Let us heed the call of Pope Francis to practice as we are able “the penitential dimension of fasting and prayer.” Jesus said, “This kind [of demon] can go out by nothing, but by prayer and fasting” (Mark 9:29).
This week, a group of lay Catholics have started a call to fast and pray for 40 days starting on August 22nn, the Queenship of Mary through the month of September, the month of Our Lady’s Sorrows. These will be acts of reparation to God for the sins of the sexual abuse crisis. We are called to make daily sacrifices appropriate to our own circumstances for this intention. The campaign is called #sackclothandashes.
Finally, let us participate in the 26th International Week of Prayer and Fasting, (Saturday, September 29th, Feast of the Archangels, through Sunday, October 7th, 2018, Feast of the Holy Rosary). I have personally participated as a speaker and master of ceremonies in this prayer and fasting campaign. One of the five goals is to pray and fast for priests and the Church during this grave crisis. Sign up to pray and fast here!
What Should We Not Do?
Let us not abandon the Church, but heed the call of Pope Francis for “the active participation of all the Church’s members to uproot the culture of abuse.” The Church was founded by Jesus Christ so it is divine with human priests and bishops who have committed grave evils of sexual abuse and enabling sexual abuse. This is no occasion to abandon the Church, but to stand our ground and defend it from this satanic attack. Let us say with St. Peter, “Lord, to whom shall we go? You have the words of eternal life” (John 6:68). Let us have faith in the words of Jesus, “And I tell you, you are Peter, and on this rock I will build my Church, and the powers of death shall not prevail against it” (Matthew 16:18).
Let us not reduce or withhold our contributions, according to our ability, for the support of the Church. This may be sinful. The fifth precept (commandment) of the Church is, “You shall help to provide for the needs of the Church.”
Let us not be angry or depressed, but hopeful that God is bringing us a renewed Church by exposing the sins and corruption of its clergy and by healing their victims. “For I know the plans I have for you,” declares the Lord, “plans to prosper you and not to harm you, plans to give you hope and a future” (Jeremiah 29:11).
Pope Benedict XVI wrote prophetically in his book, Faith and the Future, originally presented as radio addresses in 1969-70, when he was Father Joseph Ratzinger,
When the trial of this sifting is past, a great power will flow from a more spiritualized and simplified Church.

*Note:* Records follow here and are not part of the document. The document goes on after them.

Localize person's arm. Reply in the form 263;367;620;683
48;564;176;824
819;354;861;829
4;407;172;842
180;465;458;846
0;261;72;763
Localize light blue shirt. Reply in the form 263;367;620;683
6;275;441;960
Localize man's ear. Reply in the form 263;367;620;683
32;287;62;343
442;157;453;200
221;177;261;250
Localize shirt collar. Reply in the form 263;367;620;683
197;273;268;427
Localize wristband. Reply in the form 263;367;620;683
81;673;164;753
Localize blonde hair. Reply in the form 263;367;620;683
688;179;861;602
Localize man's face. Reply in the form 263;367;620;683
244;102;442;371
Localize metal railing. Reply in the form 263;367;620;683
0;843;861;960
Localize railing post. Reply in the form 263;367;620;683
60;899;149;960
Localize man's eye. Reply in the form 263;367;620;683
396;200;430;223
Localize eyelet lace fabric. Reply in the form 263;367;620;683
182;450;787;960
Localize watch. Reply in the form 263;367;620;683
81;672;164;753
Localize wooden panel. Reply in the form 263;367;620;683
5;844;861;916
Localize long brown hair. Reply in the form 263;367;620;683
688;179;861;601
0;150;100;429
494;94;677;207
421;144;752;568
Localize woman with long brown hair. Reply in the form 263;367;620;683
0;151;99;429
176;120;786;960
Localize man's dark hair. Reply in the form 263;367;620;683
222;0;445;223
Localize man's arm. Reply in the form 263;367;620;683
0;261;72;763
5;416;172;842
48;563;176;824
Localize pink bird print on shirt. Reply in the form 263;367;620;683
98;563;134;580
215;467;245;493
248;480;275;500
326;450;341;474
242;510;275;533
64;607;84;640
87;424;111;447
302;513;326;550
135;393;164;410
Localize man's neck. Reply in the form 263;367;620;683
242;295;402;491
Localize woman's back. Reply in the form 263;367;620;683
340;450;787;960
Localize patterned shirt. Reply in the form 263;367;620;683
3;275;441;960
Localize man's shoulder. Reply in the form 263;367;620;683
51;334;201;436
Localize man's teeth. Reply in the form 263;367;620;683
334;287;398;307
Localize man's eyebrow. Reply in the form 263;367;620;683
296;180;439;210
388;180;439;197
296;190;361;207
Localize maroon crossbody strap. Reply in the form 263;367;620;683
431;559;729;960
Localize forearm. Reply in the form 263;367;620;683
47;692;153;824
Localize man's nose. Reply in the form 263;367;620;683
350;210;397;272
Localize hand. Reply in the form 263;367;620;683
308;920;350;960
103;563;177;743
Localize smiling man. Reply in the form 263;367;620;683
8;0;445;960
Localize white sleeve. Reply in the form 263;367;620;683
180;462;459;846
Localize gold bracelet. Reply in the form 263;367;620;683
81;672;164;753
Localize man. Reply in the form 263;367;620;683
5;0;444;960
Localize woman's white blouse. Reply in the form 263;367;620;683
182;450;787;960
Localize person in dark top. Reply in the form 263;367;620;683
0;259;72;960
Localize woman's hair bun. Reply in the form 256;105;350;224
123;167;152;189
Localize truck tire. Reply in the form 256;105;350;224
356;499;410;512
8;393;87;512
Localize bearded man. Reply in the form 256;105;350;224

Men in a totally planned world will find themselves unspeakably lonely. If they have completely lost sight of God, they will feel the whole horror of their poverty. Then they will discover the little flock of believers as something wholly new. They will discover it as a hope that is meant for them, an answer for which they have always been searching in secret.
And so it seems certain to me that the Church is facing very hard times. The real crisis has scarcely begun. We will have to count on terrific upheavals. But I am equally certain about what will remain at the end: not the Church of the political cult, which is dead already, but the Church of faith. She may well no longer be the dominant social power to the extent that she was until recently; but she will enjoy a fresh blossoming and be seen as man’s home, where he will find life and hope beyond death.